ACAW - Aachen Corpus of Academic Writing

 

The Aachen Corpus of Academic Writing (ACAW) is a corpus of advanced L2 writing in English. It is designed to represent the register of English academic writing in its narrow sense, a register characterized by its conventionalized and compressed nature (cf. Biber & Gray, 2010, Callies & Zaytseva, 2013). Like the Corpus of Academic Learner English (CALE), ACAW is designed to support research on advanced L2 learning and related fields such as English as a Second Language (ESL), English for Specific Purposes (ESP), and English for Academic Purposes (EAP). ACAW consists of two components: (1) a central component representing non-native (L2) English academic writing by L1 German advanced learners of English and (2) a control component representing native German academic writing by the same learners. The learners are 2 nd or 3 rd year undergraduates enrolled in the bachelor programmes of the English Department at the RWTH Aachen University with 7-9 years of formal instruction of English before entering university and thus meet the institutional status criteria for advanced learner status of English specified in Callies (2009: 116f.). This design allows comparisons between native and non-native writing at both group and individual level.

References:

Biber, D. & Gray, B. (2010). Challenging stereotypes about academic writing: complexity, elaboration, explicitness. Journal of English for Academic Purposes 9(1), 2-20.
Biber, D., Gray, B. & Poonpon, K. (2011). Should we use characteristics of conversation to measure grammatical complexity in L2 writing development? TESOL Quarterly 45(1), 5-35.
Callies, M. (2009). Information highlighting in advanced learner English: The syntax-pragmatics interface in second language acquisition. Amsterdam: Benjamins.
Callies, M. & Zaytseva, E (2013). The Corpus of Academic Learner English (CALE) – A new resource for the assessment of writing proficiency in the academic register.

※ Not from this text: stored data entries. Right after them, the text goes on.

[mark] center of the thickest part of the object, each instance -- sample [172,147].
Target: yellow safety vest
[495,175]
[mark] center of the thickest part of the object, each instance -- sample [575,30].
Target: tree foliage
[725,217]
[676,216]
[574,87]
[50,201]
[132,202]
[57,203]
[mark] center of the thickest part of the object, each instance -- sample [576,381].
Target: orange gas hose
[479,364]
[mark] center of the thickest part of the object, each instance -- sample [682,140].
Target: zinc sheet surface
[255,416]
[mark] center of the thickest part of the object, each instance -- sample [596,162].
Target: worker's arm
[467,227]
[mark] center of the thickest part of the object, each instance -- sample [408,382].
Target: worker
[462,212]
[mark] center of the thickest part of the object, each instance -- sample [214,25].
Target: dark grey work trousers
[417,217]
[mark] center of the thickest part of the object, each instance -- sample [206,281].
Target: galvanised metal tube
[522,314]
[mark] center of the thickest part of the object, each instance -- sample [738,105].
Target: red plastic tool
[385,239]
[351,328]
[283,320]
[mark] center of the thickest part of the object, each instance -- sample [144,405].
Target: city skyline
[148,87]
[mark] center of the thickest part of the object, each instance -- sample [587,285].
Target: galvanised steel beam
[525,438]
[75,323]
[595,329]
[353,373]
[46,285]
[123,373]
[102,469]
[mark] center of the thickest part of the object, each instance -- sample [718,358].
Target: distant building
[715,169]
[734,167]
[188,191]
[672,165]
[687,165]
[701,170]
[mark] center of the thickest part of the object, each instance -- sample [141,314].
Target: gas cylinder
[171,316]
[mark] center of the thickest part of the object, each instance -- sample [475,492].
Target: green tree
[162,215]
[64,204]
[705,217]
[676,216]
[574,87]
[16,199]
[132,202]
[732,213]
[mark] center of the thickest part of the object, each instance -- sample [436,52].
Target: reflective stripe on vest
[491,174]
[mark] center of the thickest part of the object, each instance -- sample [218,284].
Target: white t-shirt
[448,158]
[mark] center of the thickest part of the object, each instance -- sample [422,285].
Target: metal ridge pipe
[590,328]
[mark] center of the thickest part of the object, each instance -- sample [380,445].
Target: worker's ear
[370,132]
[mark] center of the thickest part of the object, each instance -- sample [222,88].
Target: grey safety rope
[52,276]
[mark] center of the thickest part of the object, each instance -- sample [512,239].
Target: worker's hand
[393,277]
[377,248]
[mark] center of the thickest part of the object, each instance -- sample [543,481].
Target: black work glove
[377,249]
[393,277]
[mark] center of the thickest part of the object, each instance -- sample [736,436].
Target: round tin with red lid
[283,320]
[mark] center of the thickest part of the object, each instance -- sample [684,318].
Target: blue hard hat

Dutch Journal of Applied Linguistics 2(1), 126-132.

 

Corpus Design

Corpus type: Parallel (comparable) corpus
Corpus components: Native and non-native academic writing by university students.
Target language: English
First language: German
Medium: Written
Text type: Academic research writing
Proficiency level: Advanced
Availability: Under development
Size: Expanding; in its current stage (October 2015), the L2 component consists of ~240,000 words. The L1 component consists of ~225,000 words.
Format: Both components of ACAW are in an XML format following the TEI format specifications.
Non-Linguistic Annotation: All texts contain meta-data about learner variables gathered through a self-report questionnaire: Age, gender, knowledge of other foreign language, reading exposure (i.e. reading of scientific/non-scientific texts in English) and time spend in English-speaking country.
Linguistic Annotation: All data are annotated using the components from the Stanford CoreNLP toolkit (Manning et al., 2014): (1) Tokenization (TokenizerAnnotator), (2) Sentence splitting (WordToSentenceAnnotator), (3) Part-of-Speech (POS) tagging (PostTaggerAnnotator), (4) Lemmatization (MorphAnnotator) and (5) Syntactic Parsing (ParserAnnotator).